Intensive care units and ethical issues
The October – December 2003 issue of IME carried two interesting articles (1, 2) that raise some interesting questions. Prolonging life at any cost in the terminal state is definitely not justified. Medical practioners have subtly practised this art of palliation where prolongation of life is abrogated, with or without legal sanctions. Withholding any supportive treatment, for example, a gastrostomy in oesophageal cancer, needs an explicit consent from the patient. Withholding nourishment in a patient with an obstructed oesophagus due to cancer and who may live for few months even without treatment, is tantamount to starvation and is bound to be construed as cruel, unethical and illegal.

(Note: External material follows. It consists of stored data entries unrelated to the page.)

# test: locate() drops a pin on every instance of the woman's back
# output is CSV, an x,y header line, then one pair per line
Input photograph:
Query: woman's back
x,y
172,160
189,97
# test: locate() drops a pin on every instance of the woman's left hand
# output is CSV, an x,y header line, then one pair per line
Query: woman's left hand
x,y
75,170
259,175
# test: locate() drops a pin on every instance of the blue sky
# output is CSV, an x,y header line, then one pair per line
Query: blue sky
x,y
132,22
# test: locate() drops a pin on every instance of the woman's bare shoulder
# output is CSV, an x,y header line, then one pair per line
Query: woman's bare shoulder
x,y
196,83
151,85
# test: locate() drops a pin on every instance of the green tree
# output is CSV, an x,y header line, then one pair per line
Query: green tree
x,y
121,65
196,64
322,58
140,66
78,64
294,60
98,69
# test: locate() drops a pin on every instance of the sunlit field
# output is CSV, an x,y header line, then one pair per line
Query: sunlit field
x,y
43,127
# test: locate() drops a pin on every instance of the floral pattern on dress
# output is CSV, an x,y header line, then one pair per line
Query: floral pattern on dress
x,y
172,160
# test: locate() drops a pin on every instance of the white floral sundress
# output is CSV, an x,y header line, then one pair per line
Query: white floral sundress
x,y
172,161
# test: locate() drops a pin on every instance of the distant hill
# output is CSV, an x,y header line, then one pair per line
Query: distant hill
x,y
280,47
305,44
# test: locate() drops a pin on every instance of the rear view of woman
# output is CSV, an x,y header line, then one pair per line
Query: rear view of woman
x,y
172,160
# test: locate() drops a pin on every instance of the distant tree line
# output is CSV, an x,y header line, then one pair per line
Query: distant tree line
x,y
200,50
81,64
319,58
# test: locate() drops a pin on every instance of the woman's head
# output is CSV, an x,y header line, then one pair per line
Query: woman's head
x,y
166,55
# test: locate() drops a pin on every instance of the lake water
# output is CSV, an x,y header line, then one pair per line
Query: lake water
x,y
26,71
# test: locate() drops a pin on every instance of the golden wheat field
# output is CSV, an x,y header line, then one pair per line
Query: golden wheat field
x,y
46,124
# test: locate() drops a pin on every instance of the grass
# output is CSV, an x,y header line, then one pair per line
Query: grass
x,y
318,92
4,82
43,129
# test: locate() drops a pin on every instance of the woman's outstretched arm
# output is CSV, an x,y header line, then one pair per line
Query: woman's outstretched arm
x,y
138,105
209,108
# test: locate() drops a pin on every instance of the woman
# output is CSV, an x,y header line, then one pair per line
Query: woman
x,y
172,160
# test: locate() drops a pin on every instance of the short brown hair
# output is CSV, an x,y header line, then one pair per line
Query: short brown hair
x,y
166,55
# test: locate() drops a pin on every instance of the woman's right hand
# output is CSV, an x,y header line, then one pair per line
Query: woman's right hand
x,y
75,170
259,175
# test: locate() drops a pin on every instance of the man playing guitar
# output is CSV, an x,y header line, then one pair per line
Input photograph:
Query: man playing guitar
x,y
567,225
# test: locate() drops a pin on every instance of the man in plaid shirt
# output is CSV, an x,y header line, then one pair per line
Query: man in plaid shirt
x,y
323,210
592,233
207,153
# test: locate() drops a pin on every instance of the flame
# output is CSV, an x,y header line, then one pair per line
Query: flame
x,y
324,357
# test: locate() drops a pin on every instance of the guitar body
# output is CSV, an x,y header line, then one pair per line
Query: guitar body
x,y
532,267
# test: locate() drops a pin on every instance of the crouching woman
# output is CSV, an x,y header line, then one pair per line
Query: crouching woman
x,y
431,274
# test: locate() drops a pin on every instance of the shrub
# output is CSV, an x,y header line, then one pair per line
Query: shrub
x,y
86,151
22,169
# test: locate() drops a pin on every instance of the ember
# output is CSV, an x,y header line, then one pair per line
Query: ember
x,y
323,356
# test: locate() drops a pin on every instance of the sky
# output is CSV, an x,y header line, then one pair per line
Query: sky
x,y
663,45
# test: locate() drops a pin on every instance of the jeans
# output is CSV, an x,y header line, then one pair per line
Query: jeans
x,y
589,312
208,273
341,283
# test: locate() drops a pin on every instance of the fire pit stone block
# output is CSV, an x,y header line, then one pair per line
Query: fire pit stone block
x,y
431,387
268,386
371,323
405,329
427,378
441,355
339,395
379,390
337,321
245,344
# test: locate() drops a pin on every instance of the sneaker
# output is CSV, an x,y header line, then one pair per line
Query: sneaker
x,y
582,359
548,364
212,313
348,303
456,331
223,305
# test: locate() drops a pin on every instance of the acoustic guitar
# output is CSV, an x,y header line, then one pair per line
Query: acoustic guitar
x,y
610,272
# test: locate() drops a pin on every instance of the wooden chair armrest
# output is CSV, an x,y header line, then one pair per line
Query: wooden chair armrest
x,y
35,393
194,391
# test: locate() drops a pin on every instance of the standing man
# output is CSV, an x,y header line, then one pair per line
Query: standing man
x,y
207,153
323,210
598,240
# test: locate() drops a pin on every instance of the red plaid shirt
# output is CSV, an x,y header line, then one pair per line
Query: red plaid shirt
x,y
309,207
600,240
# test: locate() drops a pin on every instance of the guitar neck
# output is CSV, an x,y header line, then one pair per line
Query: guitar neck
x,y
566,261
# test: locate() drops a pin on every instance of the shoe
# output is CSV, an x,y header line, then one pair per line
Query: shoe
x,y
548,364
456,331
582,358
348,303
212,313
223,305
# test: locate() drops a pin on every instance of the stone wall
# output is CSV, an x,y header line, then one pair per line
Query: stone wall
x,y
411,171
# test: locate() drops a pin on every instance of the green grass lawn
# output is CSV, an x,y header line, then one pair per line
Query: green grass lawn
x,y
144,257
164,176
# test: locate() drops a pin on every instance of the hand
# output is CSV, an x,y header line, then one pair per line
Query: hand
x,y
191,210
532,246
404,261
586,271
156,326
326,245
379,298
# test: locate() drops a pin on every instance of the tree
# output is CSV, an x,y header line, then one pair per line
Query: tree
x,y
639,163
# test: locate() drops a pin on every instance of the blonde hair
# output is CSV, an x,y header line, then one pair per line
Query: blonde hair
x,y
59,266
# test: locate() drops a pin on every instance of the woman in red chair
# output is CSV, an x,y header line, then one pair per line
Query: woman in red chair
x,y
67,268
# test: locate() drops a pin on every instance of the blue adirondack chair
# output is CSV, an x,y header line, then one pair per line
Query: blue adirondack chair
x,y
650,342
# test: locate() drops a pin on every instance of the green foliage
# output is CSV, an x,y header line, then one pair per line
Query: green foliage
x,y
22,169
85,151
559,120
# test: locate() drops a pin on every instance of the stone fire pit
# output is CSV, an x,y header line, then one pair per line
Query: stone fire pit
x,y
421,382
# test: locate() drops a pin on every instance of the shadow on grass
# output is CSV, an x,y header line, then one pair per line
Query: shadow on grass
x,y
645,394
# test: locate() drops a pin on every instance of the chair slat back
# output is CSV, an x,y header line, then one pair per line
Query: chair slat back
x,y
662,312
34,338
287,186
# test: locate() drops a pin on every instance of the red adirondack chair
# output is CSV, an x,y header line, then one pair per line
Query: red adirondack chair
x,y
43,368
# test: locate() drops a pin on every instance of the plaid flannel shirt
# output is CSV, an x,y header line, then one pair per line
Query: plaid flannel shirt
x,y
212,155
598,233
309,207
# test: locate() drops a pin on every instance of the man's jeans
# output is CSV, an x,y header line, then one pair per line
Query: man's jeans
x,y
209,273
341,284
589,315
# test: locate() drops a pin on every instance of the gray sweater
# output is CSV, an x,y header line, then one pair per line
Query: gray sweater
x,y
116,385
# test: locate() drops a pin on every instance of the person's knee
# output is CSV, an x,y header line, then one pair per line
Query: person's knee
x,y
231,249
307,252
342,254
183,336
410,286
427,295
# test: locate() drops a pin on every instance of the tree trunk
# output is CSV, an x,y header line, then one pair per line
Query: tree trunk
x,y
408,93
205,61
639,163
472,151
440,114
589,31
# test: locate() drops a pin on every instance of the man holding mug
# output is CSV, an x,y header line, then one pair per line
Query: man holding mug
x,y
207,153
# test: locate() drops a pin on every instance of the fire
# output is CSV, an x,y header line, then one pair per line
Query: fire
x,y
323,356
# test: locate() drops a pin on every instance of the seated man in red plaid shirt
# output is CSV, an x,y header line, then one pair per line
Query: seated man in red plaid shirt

Barreto (1) correctly states, ‘It is ethical to withdraw lifesustaining treatments from those unable to decide for themselves, only when the treatment can no longer achieve its intended clinical purpose and cannot provide any benefit.’ Indeed it is laudable to help patients live with dignity till the last breath. But does the law of the land permit anyone to be take off the life-supporting system even before the patient is dead? Similarly, in the article, ‘The friend’, one gets an impression that the patient’s relatives took the decision to switch the ventilator off without having the power of attorney to do so (2). The pertinent question is also about switching off the ventilator without any objective evidence of brain death. I wonder what the legal stand is on this issue of switching off ventilators at will. I hope the future issues of the journal will discuss these matters.
Nagraj G Huilgol, Chief, Division of Radiation Oncology, Nanavati Hospital, Mumbai 400056, India, e-mail: [email protected]
- Baretto Z. Ethical issues in palliative care. Issues in Medical Ethics. 2003;11:118–19.
- Shah K. The friend. Issues in Medical Ethics 2003;11:120–1.